Climate change causing thousands of deaths, says UN report

Climate change is affecting human health, causing 150,000 deaths worldwide in 2000, according to a United Nations report issued today, together with guidelines offering governments and organizations practical advice on how to respond to the problems.

The report, entitled Climate Change and Human Health – Risks and Responses, is a study of how climate change has an impact on human health, from influencing weather patterns and air pollution to causing water and food contamination.

It is co-authored by the World Health Organization (WHO), the UN Environment Programme (UNEP) and the World Meteorological Organization (WMO), and was launched at the 9th Session of the Conference of the Parties to the UN Framework Convention on Climate Change in Milan.

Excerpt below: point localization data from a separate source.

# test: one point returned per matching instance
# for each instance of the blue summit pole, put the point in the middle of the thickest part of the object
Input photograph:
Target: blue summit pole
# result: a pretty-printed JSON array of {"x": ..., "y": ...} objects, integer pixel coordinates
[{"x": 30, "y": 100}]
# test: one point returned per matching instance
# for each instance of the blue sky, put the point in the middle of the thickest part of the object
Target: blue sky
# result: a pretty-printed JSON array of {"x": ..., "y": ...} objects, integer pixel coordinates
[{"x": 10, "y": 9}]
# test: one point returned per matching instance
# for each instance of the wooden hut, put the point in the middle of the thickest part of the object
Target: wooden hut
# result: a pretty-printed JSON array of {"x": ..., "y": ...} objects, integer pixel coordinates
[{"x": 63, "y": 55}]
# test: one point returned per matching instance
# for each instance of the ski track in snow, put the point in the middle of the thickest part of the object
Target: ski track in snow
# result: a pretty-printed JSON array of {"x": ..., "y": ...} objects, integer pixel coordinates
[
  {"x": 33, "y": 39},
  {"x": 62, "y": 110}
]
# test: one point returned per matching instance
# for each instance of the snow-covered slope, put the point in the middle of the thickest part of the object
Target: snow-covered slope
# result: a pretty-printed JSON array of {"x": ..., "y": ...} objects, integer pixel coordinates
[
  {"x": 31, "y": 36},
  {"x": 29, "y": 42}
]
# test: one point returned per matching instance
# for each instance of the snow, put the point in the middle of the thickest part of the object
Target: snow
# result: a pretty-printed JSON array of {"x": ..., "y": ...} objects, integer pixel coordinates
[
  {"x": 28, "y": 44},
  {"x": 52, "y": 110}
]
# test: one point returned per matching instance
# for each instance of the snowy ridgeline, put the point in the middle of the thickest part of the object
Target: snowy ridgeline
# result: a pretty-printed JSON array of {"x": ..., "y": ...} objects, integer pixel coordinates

The report says climate change was responsible for 150,000 deaths, 2.4 per cent of the world’s cases of diarrhoea and 2 per cent of all malaria cases in 2000.

Dr Kerstin Leitner, WHO’s Assistant Director-General for Sustainable Development and Healthy Environments, said “there is growing evidence that changes in the global climate will have profound effects on the health and well-being of citizens in countries throughout the world.”

The guidelines, launched by WHO’s European office with UNEP and WMO at the Milan meeting today, outline the impact of climate change and how governments and societies should respond.

WHO says they have been issued after the hottest decade in recorded history, the 1990s, and the heat wave in Europe this summer, when about 20,000 people are estimated to have died.